OAuth Login Endpoint

@manager.route("/login/<channel>", methods=["GET"])
def oauth_login(channel):
    """
    Initiate OAuth login flow.

    Args:
        channel: OAuth provider (github, google, etc.)
    """
    channel_config = settings.OAUTH_CONFIG.get(channel)
    if not channel_config:
        return redirect("/?error=invalid_provider")

    auth_cli = get_auth_client(channel_config)

    # Generate state for CSRF protection
    state = get_uuid()
    session["oauth_state"] = state

    # Redirect to OAuth provider
    auth_url = auth_cli.get_authorization_url(state)
    return redirect(auth_url)


@manager.route("/oauth/callback/<channel>", methods=["GET"])
def oauth_callback(channel):
    """
    OAuth callback handler.

    Query params:
        - code: Authorization code from provider
        - state: CSRF state token
    """
    code = request.args.get("code")
    state = request.args.get("state")

    # 1. Validate state (CSRF protection)
    if not state or state != session.get("oauth_state"):
        return redirect("/?error=invalid_state")

    # 2. Get OAuth client
    channel_config = settings.OAUTH_CONFIG.get(channel)
    auth_cli = get_auth_client(channel_config)

    # 3. Exchange code for token
    token_info = auth_cli.exchange_code_for_token(code)
    access_token = token_info.get("access_token")

    if not access_token:
        return redirect("/?error=token_exchange_failed")

    # 4. Fetch user info
    user_info = auth_cli.fetch_user_info(access_token)

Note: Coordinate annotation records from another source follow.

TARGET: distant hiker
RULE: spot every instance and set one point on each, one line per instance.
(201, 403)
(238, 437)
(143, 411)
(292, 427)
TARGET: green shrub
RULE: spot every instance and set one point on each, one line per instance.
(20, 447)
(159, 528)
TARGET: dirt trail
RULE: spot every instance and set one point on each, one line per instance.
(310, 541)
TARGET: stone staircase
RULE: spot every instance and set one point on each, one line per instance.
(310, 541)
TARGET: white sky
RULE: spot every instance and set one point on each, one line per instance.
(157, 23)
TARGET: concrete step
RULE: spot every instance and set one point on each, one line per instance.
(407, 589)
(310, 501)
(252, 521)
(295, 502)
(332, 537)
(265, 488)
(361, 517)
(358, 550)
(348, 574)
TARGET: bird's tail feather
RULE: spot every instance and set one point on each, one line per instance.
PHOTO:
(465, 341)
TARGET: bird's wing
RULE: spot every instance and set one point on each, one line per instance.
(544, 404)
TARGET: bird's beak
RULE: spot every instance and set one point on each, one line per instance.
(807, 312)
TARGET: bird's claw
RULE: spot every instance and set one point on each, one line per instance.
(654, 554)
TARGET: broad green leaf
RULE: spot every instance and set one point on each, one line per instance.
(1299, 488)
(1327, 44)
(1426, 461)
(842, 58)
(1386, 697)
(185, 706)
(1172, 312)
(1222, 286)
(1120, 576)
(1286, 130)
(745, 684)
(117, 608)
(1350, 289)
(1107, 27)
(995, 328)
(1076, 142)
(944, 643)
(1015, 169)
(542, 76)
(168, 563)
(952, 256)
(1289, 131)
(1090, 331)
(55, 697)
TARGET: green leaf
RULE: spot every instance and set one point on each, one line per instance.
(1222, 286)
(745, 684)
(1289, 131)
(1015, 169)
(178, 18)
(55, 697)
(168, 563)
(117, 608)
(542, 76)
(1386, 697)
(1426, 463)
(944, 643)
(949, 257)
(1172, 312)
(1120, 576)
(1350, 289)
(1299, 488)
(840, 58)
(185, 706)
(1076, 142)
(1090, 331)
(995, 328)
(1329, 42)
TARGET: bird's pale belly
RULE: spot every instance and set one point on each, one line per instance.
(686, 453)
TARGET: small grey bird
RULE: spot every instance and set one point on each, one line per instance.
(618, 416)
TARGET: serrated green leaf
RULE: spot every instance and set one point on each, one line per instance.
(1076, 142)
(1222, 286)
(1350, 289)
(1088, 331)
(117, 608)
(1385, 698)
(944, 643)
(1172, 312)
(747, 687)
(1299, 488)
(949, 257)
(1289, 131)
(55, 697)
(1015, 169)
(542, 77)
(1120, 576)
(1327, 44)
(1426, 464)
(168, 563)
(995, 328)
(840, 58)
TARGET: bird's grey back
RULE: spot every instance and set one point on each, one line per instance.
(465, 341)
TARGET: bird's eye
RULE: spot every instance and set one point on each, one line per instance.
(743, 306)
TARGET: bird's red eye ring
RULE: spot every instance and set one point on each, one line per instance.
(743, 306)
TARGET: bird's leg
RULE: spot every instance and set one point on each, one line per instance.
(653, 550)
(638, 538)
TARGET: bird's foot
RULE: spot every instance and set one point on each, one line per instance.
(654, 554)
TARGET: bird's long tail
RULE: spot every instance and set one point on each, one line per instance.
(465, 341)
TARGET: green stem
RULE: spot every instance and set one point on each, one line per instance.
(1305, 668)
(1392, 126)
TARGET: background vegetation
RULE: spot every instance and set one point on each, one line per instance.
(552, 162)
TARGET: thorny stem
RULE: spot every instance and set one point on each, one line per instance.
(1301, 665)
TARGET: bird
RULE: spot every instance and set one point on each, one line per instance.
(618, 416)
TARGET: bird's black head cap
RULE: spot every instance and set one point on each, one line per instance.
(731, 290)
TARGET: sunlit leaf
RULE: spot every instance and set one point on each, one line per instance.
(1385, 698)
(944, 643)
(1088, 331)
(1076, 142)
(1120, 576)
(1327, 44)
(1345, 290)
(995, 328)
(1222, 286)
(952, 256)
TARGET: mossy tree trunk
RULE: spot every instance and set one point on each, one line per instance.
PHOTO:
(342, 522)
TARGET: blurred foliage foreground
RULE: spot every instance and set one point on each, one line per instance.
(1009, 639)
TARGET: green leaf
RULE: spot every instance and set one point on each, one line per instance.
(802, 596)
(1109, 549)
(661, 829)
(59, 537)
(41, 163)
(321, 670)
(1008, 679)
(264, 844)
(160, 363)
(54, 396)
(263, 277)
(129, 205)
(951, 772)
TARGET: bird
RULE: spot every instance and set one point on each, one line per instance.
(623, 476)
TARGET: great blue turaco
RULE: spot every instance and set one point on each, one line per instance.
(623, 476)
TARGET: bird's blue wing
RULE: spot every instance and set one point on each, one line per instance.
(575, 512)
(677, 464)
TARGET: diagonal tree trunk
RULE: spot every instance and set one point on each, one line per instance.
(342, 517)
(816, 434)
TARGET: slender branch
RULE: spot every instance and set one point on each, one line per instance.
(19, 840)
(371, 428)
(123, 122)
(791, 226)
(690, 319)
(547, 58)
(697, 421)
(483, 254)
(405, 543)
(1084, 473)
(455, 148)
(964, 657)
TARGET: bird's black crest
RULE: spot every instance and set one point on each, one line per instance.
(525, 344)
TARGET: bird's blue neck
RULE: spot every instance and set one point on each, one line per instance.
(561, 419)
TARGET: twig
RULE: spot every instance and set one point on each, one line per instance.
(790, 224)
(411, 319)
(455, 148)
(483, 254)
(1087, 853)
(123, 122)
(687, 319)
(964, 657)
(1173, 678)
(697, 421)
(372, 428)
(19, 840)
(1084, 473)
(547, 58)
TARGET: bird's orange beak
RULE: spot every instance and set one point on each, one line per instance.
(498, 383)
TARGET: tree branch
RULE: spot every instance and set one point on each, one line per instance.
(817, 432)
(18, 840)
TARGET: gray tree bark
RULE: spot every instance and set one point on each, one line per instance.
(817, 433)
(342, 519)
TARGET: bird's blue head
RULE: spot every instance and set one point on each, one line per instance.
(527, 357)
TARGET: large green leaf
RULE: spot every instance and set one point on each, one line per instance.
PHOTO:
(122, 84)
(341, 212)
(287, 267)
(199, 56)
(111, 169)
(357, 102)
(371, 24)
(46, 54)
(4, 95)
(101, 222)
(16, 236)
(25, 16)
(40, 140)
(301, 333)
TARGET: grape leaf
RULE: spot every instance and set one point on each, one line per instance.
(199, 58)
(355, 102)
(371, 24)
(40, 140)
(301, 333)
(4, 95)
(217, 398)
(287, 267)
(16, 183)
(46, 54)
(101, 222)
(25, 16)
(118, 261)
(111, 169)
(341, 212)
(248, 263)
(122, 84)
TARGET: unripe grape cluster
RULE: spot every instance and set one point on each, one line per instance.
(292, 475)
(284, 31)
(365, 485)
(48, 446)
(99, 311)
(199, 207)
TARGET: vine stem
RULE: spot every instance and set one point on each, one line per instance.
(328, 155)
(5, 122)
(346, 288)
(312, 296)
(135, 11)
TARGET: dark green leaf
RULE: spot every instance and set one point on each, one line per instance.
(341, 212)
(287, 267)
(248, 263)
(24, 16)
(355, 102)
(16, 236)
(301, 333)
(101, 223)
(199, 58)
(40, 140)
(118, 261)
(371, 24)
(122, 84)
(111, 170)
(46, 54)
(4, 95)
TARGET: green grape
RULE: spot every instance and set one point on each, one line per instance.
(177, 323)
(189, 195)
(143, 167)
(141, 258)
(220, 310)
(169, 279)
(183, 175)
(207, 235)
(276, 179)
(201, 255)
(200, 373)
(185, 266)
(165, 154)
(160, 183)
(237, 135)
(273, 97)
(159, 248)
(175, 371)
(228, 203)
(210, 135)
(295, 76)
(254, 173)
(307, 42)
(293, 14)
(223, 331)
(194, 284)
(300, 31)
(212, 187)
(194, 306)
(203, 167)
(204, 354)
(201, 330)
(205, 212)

    # 5. Find or create user
    users = UserService.query(email=user_info["email"])

    if not users:
        # Auto-register new OAuth user
        user_id = get_uuid()
        users = user_register(user_id, {
            "email": user_info["email"],
            "nickname": user_info["name"],
            "avatar": user_info["avatar"],
            "login_channel": channel,
            "password": ""  # No password for OAuth users
        })

    user = users[0]

    # 6. Generate access token
    user.access_token = get_uuid()
    UserService.save(user)

    # 7. Create session
    login_user(user)

    # 8. Redirect to app
    jwt = Serializer(secret_key=settings.SECRET_KEY)
    token = jwt.dumps(user.access_token)
    return redirect(f"/?auth={token}")

API Token Authentication

Create API Token

@manager.route("/api_token/create", methods=["POST"])
@login_required
@validate_request("dialog_id")
async def create_api_token():
    """
    Create API token for external access.

    Request:
        - dialog_id: Dialog to associate with token

    Response:
        - token: API token string
    """
    req = await request.json

    token = APIToken.create(
        tenant_id=current_user.id,
        token=get_uuid(),
        dialog_id=req["dialog_id"],
        source="api"
    )

    return get_json_result(data={"token": token.token})

Using API Token

# SDK/API calls use Bearer token
curl -X POST "https://api.ragflow.io/api/v1/chat" \
  -H "Authorization: Bearer {api_token}" \
  -H "Content-Type: application/json" \
  -d '{"question": "Hello"}'

Sequence Diagram: OAuth Flow

sequenceDiagram
    participant U as User
    participant A as RAGFlow App
    participant O as OAuth Provider
    participant DB as Database

    U->>A: Click "Login with GitHub"
    A->>A: Generate state token
    A->>A: Store state in session
    A->>U: Redirect to GitHub

    U->>O: Authorize RAGFlow
    O->>U: Redirect to callback with code

    U->>A: GET /oauth/callback?code=xxx&state=yyy
    A->>A: Validate state token

    A->>O: Exchange code for token
    O-->>A: Access token

    A->>O: Fetch user info
    O-->>A: User profile

    A->>DB: Find user by email

    alt User exists
        A->>DB: Update access token
    else New user
        A->>DB: Create user account
        A->>DB: Create tenant
    end

    A->>A: Create session
    A->>U: Redirect with JWT token

Security Considerations

Token Validation

# 1. Token format validation
if len(access_token.strip()) < 32:
    return None  # Invalid UUID format

# 2. Token status validation
user = UserService.query(
    access_token=access_token,
    status=StatusEnum.VALID.value  # Only active users
)

# 3. API token scope validation
api_token = APIToken.query(token=bearer_token)
if api_token:
    # Check if token is for allowed dialog
    if api_token.dialog_id != requested_dialog_id:
        return None

CSRF Protection

# OAuth state validation
state = get_uuid()
session["oauth_state"] = state

# On callback
if state != session.get("oauth_state"):
    return redirect("/?error=csrf_detected")

Password Hashing

import bcrypt

def hash_password(password: str) -> str:
    return bcrypt.hashpw(password.encode(), bcrypt.gensalt()).decode()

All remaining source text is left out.